1. Embargos de declaração opostos pela União contra acórdão da 4ª Turma do TRF da 6ª Região que, em juízo de retratação, reconheceu a legitimidade da incidência da contribuição previdenciária sobre o terço constitucional de férias apenas a partir de 15/09/2020, com base na modulação de efeitos firmada pelo STF no Tema 985, reconhecendo à empresa impetrante o direito à compensação dos valores recolhidos indevidamente até essa data.
2. Há duas questões em discussão: (i) definir se o acórdão embargado é omisso quanto à pendência de julgamento dos embargos de declaração interpostos no RE 1.072.485 (Tema 985/STF); (ii) determinar se o processo deveria ter sido sobrestado até o trânsito em julgado do paradigma.
3. Os embargos de declaração somente se justificam na presença de omissão, contradição, obscuridade ou erro material, nos termos do art. 1.022 do CPC, o que não ocorre no caso concreto.
4. O acórdão recorrido está em consonância com a tese firmada pelo STF no Tema 985, que reconhece a legitimidade da incidência de contribuição social sobre o terço constitucional de férias.
5. A modulação de efeitos foi julgada e concluída pelo STF em 12/06/2024, com efeitos ex nunc a partir da data da publicação da ata do julgamento, ressalvando-se os valores pagos e não impugnados até essa data.
6. Os embargos de declaração interpostos posteriormente foram rejeitados em 12/08/2025, inexistindo, portanto, qualquer óbice à aplicação imediata da tese fixada.
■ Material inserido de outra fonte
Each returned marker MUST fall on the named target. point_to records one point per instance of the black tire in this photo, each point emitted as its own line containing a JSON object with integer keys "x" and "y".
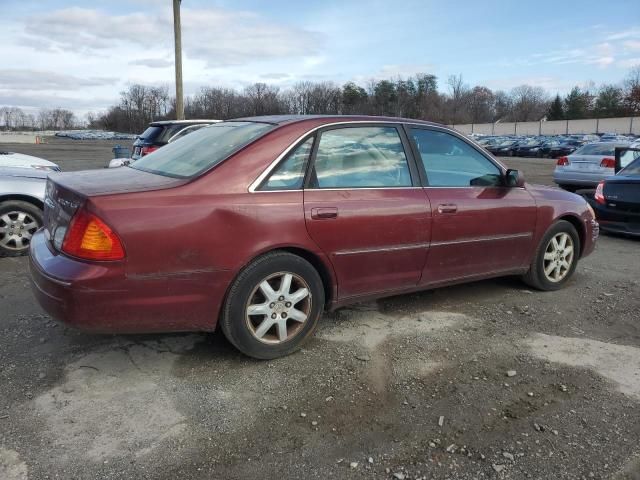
{"x": 536, "y": 276}
{"x": 237, "y": 325}
{"x": 8, "y": 210}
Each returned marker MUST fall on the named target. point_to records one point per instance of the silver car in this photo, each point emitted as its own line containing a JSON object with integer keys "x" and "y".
{"x": 20, "y": 160}
{"x": 21, "y": 201}
{"x": 587, "y": 166}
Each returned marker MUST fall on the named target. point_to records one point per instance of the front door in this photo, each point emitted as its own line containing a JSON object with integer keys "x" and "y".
{"x": 480, "y": 226}
{"x": 365, "y": 209}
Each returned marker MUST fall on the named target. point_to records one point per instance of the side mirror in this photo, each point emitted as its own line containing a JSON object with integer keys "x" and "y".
{"x": 514, "y": 179}
{"x": 624, "y": 156}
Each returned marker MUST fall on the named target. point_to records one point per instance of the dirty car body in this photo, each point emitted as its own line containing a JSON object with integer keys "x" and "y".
{"x": 358, "y": 207}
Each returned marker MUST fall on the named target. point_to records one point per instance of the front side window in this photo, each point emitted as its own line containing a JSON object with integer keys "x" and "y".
{"x": 451, "y": 162}
{"x": 197, "y": 152}
{"x": 629, "y": 160}
{"x": 289, "y": 174}
{"x": 360, "y": 157}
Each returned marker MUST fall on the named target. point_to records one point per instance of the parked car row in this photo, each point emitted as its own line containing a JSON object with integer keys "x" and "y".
{"x": 543, "y": 145}
{"x": 157, "y": 135}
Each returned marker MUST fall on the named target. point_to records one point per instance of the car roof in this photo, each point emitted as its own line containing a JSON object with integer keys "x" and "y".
{"x": 288, "y": 119}
{"x": 160, "y": 123}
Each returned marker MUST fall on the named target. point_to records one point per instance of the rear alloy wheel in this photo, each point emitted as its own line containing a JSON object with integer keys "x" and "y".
{"x": 556, "y": 257}
{"x": 18, "y": 222}
{"x": 278, "y": 308}
{"x": 273, "y": 306}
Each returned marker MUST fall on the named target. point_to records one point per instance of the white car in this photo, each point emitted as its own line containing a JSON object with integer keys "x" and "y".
{"x": 19, "y": 160}
{"x": 587, "y": 166}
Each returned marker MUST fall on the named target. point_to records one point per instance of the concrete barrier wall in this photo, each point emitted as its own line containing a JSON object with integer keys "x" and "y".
{"x": 17, "y": 138}
{"x": 622, "y": 125}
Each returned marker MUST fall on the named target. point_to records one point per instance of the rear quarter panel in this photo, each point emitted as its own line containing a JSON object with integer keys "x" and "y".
{"x": 189, "y": 242}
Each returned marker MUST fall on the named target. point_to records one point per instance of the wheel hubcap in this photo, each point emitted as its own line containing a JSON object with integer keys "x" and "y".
{"x": 278, "y": 307}
{"x": 558, "y": 257}
{"x": 16, "y": 230}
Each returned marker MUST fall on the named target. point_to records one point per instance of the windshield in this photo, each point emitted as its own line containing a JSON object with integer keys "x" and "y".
{"x": 201, "y": 150}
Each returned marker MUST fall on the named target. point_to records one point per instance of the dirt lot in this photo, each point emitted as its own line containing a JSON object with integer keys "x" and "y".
{"x": 415, "y": 386}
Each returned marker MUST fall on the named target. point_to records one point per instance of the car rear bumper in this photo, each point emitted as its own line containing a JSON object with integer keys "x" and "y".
{"x": 101, "y": 297}
{"x": 617, "y": 221}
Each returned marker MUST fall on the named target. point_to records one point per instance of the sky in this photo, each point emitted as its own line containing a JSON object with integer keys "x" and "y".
{"x": 80, "y": 54}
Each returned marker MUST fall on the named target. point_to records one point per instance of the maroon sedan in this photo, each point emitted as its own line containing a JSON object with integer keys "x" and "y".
{"x": 262, "y": 223}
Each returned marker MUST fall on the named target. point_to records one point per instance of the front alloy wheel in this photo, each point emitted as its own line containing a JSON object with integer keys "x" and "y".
{"x": 555, "y": 258}
{"x": 558, "y": 257}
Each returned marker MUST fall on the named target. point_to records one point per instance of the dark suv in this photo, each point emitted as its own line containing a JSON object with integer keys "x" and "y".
{"x": 160, "y": 133}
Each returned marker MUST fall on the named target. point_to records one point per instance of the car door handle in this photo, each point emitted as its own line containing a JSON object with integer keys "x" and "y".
{"x": 447, "y": 208}
{"x": 323, "y": 213}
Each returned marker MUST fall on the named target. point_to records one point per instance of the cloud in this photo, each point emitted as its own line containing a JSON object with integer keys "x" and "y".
{"x": 25, "y": 79}
{"x": 275, "y": 76}
{"x": 30, "y": 101}
{"x": 632, "y": 45}
{"x": 629, "y": 62}
{"x": 152, "y": 62}
{"x": 549, "y": 83}
{"x": 624, "y": 34}
{"x": 216, "y": 36}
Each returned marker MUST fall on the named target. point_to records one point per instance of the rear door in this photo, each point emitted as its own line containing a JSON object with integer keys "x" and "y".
{"x": 479, "y": 226}
{"x": 365, "y": 209}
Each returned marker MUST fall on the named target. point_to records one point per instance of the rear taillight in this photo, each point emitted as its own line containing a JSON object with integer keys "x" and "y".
{"x": 147, "y": 150}
{"x": 90, "y": 238}
{"x": 608, "y": 162}
{"x": 599, "y": 195}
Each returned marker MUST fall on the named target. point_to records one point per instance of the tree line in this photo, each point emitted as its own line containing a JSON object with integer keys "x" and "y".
{"x": 14, "y": 118}
{"x": 420, "y": 96}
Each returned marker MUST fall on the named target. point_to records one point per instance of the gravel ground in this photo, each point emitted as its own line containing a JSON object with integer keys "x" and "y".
{"x": 486, "y": 380}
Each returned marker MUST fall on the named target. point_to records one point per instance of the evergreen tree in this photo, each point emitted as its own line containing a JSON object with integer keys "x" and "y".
{"x": 556, "y": 110}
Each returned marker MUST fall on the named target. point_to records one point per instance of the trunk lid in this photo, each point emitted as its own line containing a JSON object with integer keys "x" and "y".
{"x": 623, "y": 193}
{"x": 113, "y": 181}
{"x": 67, "y": 192}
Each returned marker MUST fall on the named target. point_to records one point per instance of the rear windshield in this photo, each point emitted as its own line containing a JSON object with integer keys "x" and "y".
{"x": 161, "y": 133}
{"x": 632, "y": 169}
{"x": 596, "y": 149}
{"x": 193, "y": 154}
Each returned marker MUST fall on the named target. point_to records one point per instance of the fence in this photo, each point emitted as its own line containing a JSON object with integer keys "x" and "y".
{"x": 622, "y": 125}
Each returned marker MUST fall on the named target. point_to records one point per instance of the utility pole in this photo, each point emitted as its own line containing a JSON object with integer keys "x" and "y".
{"x": 177, "y": 36}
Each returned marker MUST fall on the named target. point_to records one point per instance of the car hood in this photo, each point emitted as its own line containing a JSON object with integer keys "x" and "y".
{"x": 23, "y": 172}
{"x": 553, "y": 193}
{"x": 111, "y": 181}
{"x": 12, "y": 159}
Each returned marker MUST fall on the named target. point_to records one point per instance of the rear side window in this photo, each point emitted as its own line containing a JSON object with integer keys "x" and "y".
{"x": 630, "y": 162}
{"x": 197, "y": 152}
{"x": 289, "y": 174}
{"x": 451, "y": 162}
{"x": 360, "y": 157}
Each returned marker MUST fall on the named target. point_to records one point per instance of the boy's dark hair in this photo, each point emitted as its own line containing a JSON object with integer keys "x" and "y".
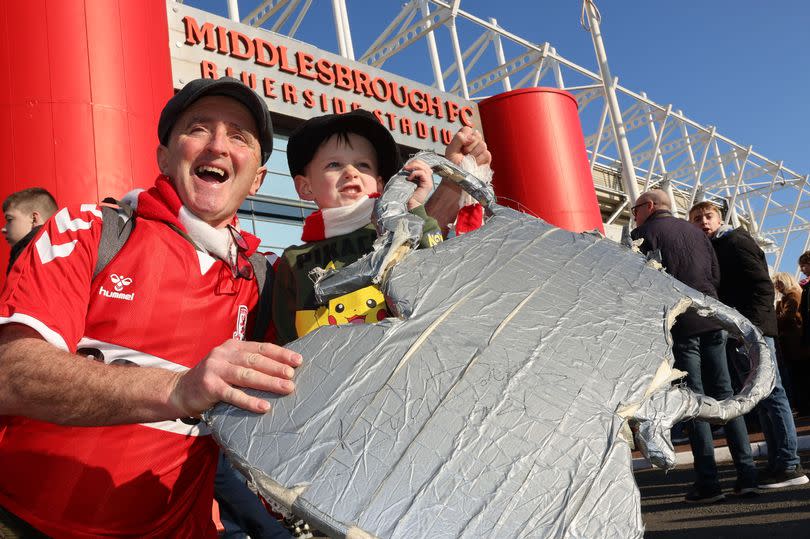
{"x": 309, "y": 136}
{"x": 30, "y": 200}
{"x": 706, "y": 205}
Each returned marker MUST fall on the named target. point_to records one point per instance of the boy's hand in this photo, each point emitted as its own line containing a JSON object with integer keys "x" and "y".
{"x": 468, "y": 141}
{"x": 422, "y": 176}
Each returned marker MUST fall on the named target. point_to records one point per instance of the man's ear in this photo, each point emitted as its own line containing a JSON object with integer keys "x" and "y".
{"x": 162, "y": 153}
{"x": 303, "y": 187}
{"x": 258, "y": 180}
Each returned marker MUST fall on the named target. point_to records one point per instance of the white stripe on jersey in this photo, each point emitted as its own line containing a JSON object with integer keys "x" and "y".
{"x": 47, "y": 333}
{"x": 119, "y": 355}
{"x": 206, "y": 261}
{"x": 48, "y": 251}
{"x": 64, "y": 223}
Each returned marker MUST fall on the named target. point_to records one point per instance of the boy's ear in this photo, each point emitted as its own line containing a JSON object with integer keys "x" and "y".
{"x": 162, "y": 153}
{"x": 303, "y": 187}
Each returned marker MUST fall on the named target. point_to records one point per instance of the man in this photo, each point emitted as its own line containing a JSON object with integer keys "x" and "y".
{"x": 804, "y": 305}
{"x": 746, "y": 285}
{"x": 165, "y": 316}
{"x": 25, "y": 212}
{"x": 698, "y": 343}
7. O STF admite o julgamento imediato de causas idênticas mesmo sem o trânsito em julgado do paradigma, conforme entendimento consolidado na sistemática da repercussão geral.
8. A jurisprudência admite a aplicação da tese firmada ainda que pendente o julgamento de embargos no paradigma, não havendo vício no acórdão embargado por ausência de sobrestamento.
9. Embargos de declaração rejeitados.
ACÓRDÃO
Vistos e relatados estes autos em que são partes as acima indicadas, a Egrégia 4ª Turma do Tribunal Regional Federal da 6ª Região decidiu, por unanimidade, negar provimento aos embargos de declaração, nos termos do voto da Relatora, nos termos do relatório, votos e notas de julgamento que ficam fazendo parte integrante do presente julgado.
Belo Horizonte, 22 de agosto de 2025.